To preserve existing objects, you can use refactoring blocks to record the old and new addresses for each resource instance. This directs Terraform to treat existing objects at the old addresses as if they had originally been created at the corresponding new addresses.
You may have an object that needs to be replaced with a new object for a reason that isn't automatically visible to Terraform, such as if a particular virtual machine is running on degraded underlying hardware. In this case, you can use the -replace=...
planning option to force Terraform to propose replacing that object.
If the object belongs to a resource within a nested module, specify the full path to that resource including all of the nested module steps leading to it. For example:
$ terraform plan -replace=module.example.aws_instance.example
The above selects a resource "aws_instance" "example"
declared inside a module "example"
child module declared inside your root module.
Because replacing is a very disruptive action, Terraform only allows selecting individual resource instances. There is no syntax to force replacing all resource instances belonging to a particular module.
Note: The removed
block is available in Terraform v1.7 and later. For earlier Terraform versions, you can use the terraform state rm
CLI command as a separate step.
To remove a module from Terraform, simply delete the module call from your Terraform configuration.
By default, after you remove the module
block, Terraform will plan to destroy any resources it is managing that were declared in that module. This is because when you remove the module call, that module's configuration is no longer included in your Terraform configuration.
Sometimes you may wish to remove a module from your Terraform configuration without destroying the real infrastructure objects it manages. In this case, the resources will be removed from the Terraform state, but the real infrastructure objects will not be destroyed.
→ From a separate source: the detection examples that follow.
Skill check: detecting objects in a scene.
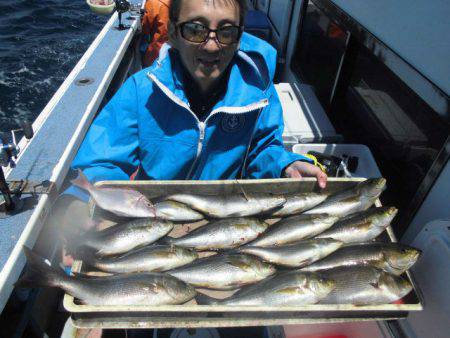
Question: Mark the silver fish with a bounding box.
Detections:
[238,238,343,268]
[79,218,174,256]
[167,218,269,250]
[320,266,412,305]
[305,178,386,217]
[302,243,420,275]
[271,192,328,217]
[251,215,339,247]
[155,201,204,222]
[167,254,276,290]
[87,245,198,273]
[316,207,398,243]
[196,271,334,306]
[71,170,155,217]
[167,194,286,218]
[16,249,196,306]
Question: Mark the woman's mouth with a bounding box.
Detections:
[198,59,220,68]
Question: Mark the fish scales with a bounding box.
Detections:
[16,248,196,306]
[87,245,198,273]
[251,215,339,247]
[320,266,412,305]
[238,238,343,268]
[168,218,269,250]
[79,218,174,256]
[272,193,328,217]
[302,243,420,275]
[167,194,286,218]
[315,207,398,243]
[167,254,276,290]
[71,170,155,218]
[305,178,386,216]
[155,201,204,222]
[199,271,334,306]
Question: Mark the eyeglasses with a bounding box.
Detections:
[177,22,242,45]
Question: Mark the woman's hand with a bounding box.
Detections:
[283,161,327,189]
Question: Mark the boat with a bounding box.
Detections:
[0,0,450,337]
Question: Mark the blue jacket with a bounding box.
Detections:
[67,33,309,199]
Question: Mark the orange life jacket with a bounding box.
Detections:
[142,0,171,67]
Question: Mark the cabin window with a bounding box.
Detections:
[291,0,450,235]
[292,1,348,108]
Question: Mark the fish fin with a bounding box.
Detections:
[70,169,93,191]
[195,291,220,305]
[14,246,68,288]
[369,283,380,289]
[72,247,97,270]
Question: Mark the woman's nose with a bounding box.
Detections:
[202,32,221,52]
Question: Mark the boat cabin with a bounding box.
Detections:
[0,0,450,337]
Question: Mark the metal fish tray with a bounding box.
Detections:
[64,178,422,328]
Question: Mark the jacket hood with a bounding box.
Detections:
[145,33,276,112]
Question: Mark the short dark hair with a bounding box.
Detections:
[169,0,247,26]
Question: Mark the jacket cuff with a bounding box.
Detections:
[278,153,314,177]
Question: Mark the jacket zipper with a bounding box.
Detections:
[148,73,269,180]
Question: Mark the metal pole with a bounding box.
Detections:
[0,167,15,211]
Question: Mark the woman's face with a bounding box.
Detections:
[170,0,239,92]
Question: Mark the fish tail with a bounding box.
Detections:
[155,236,176,245]
[70,169,93,191]
[195,291,220,305]
[14,246,68,288]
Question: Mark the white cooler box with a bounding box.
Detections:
[275,83,342,150]
[292,143,382,178]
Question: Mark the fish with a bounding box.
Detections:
[304,178,386,217]
[167,253,276,290]
[77,218,174,256]
[302,243,421,275]
[320,266,412,305]
[241,238,343,268]
[166,194,286,218]
[315,207,398,243]
[87,245,198,273]
[251,214,339,247]
[154,201,204,222]
[71,169,155,218]
[15,247,196,306]
[165,217,269,251]
[195,271,335,306]
[271,192,328,217]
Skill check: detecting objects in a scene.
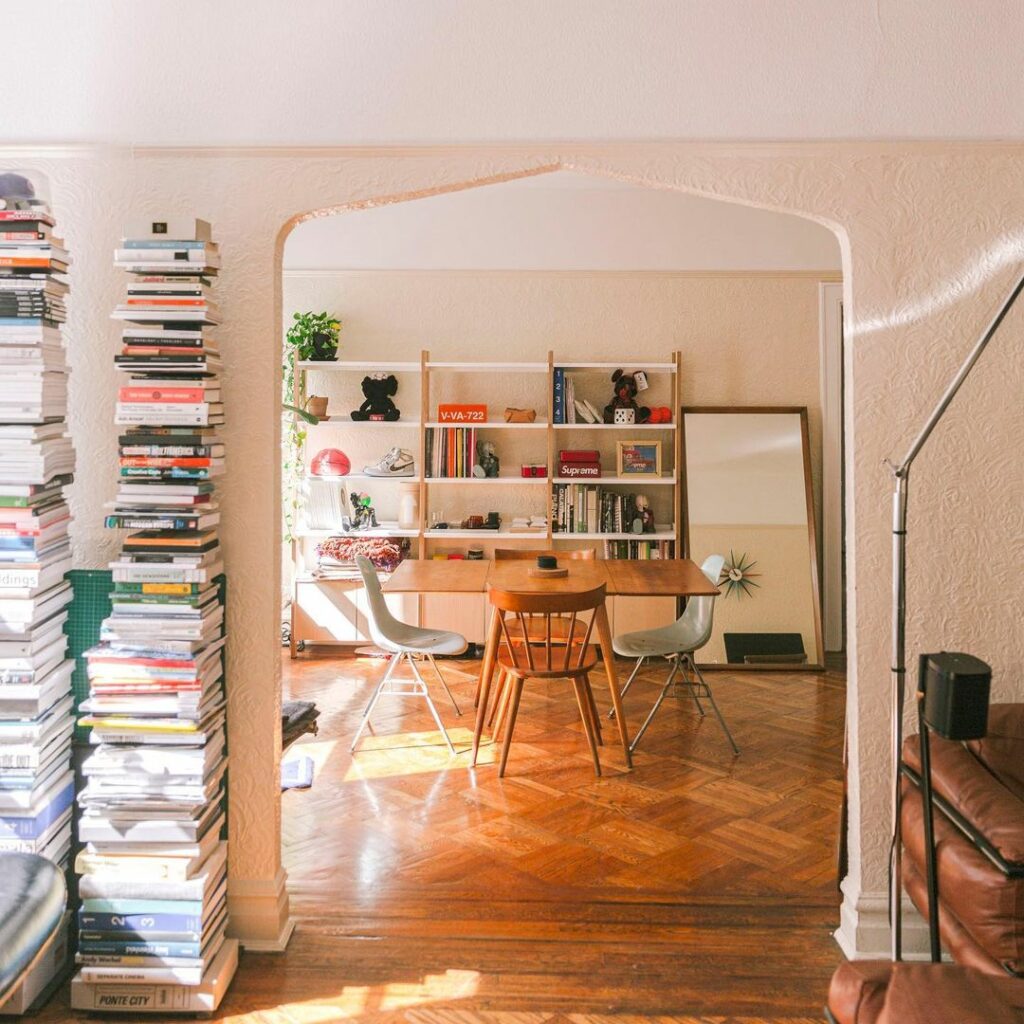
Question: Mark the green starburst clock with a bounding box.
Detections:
[719,549,761,600]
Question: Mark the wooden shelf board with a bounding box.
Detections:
[555,423,676,433]
[427,361,548,374]
[295,526,420,539]
[555,362,676,374]
[295,359,420,374]
[424,420,548,430]
[303,473,423,483]
[554,473,676,487]
[427,476,548,486]
[309,416,420,430]
[423,529,548,541]
[551,526,676,541]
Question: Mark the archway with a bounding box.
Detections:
[268,168,851,1011]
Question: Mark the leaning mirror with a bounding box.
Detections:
[681,408,824,671]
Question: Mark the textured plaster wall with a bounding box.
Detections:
[12,143,1024,954]
[6,0,1024,145]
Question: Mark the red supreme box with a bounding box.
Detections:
[437,404,487,423]
[558,462,601,480]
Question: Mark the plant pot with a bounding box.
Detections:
[306,394,328,420]
[309,332,338,362]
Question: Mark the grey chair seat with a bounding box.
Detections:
[609,555,739,754]
[0,853,68,1004]
[350,555,469,757]
[376,623,469,656]
[611,623,692,657]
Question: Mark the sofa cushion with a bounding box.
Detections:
[828,961,893,1024]
[901,781,1024,974]
[878,963,1024,1024]
[967,705,1024,801]
[903,736,1024,864]
[903,852,1006,977]
[0,853,68,1002]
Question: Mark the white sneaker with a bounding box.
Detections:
[362,447,416,476]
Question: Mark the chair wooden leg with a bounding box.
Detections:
[572,676,601,775]
[472,608,502,765]
[490,676,515,742]
[487,665,505,729]
[498,676,522,778]
[586,675,604,746]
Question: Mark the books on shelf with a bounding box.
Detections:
[72,220,238,1014]
[0,188,75,876]
[425,427,477,478]
[551,483,671,557]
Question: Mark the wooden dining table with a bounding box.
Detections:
[384,558,718,767]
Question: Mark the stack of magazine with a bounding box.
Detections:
[0,184,75,867]
[72,220,238,1014]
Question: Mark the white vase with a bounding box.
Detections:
[398,483,420,529]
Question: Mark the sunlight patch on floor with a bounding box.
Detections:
[342,726,495,782]
[232,970,480,1024]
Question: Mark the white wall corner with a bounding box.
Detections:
[833,876,929,961]
[227,868,295,953]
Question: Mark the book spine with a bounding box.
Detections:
[118,387,207,403]
[78,935,202,956]
[78,909,203,934]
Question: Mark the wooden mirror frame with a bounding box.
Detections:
[676,406,825,672]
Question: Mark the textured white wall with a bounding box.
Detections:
[6,0,1024,145]
[285,171,842,272]
[14,142,1024,952]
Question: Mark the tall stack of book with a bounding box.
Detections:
[0,188,75,876]
[72,221,238,1014]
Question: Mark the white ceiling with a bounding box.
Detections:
[285,171,841,271]
[6,0,1024,145]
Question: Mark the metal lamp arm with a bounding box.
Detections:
[887,273,1024,961]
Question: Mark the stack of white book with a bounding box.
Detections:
[0,190,75,872]
[72,221,238,1015]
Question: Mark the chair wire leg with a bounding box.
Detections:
[362,654,401,718]
[630,662,679,754]
[679,654,706,718]
[349,654,402,753]
[608,655,647,718]
[427,654,462,718]
[690,657,739,755]
[409,656,456,757]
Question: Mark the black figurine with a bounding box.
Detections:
[352,374,401,423]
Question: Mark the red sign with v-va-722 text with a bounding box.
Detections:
[437,404,487,423]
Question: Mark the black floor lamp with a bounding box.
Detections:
[889,266,1024,961]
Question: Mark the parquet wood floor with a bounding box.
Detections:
[39,653,845,1024]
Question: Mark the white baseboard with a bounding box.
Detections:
[833,878,929,961]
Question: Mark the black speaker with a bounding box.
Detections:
[918,651,992,739]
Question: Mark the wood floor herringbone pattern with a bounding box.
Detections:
[37,653,845,1024]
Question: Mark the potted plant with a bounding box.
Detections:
[285,312,341,361]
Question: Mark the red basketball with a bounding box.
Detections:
[309,449,352,476]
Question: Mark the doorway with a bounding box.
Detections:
[283,174,844,1012]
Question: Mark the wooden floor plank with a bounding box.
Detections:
[36,654,845,1024]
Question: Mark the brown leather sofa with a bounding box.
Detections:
[828,705,1024,1024]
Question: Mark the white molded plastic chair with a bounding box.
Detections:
[350,555,467,756]
[608,555,739,754]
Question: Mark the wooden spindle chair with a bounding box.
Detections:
[485,548,604,744]
[488,584,604,777]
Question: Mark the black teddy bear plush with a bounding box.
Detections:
[604,370,650,423]
[352,374,401,422]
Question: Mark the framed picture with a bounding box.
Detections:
[615,441,662,476]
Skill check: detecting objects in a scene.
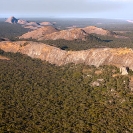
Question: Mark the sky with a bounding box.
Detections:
[0,0,133,20]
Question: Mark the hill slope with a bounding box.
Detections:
[0,41,133,70]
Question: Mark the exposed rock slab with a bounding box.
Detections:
[19,26,58,40]
[0,41,133,70]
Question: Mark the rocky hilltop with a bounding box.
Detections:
[19,26,126,40]
[39,28,88,40]
[0,41,133,70]
[19,26,58,40]
[5,16,52,29]
[82,26,116,36]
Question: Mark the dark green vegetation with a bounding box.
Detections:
[16,34,133,51]
[0,22,29,40]
[0,51,133,133]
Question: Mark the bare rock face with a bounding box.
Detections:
[40,22,53,26]
[39,28,88,40]
[82,26,129,39]
[82,26,115,36]
[19,26,58,40]
[5,16,52,30]
[0,41,133,70]
[5,16,18,24]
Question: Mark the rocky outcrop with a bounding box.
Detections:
[0,41,133,70]
[5,16,18,24]
[19,26,58,40]
[39,28,88,40]
[5,16,52,29]
[120,66,128,75]
[40,22,53,26]
[82,26,116,36]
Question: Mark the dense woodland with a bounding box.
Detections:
[0,50,133,133]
To declare that a module was removed from Terraform configuration but that its managed objects should not be destroyed, remove the module
block from your configuration and replace it with a removed
block:
removed {
from = module.example
lifecycle {
destroy = false
}
}
The from
argument is the address of the module you want to remove, without any instance keys (such as "module.example[1]").
The lifecycle
block is required. The destroy
argument determines whether Terraform will attempt to destroy the objects managed by the module or not. A value of false
means that Terraform will remove the resources from state without destroying them.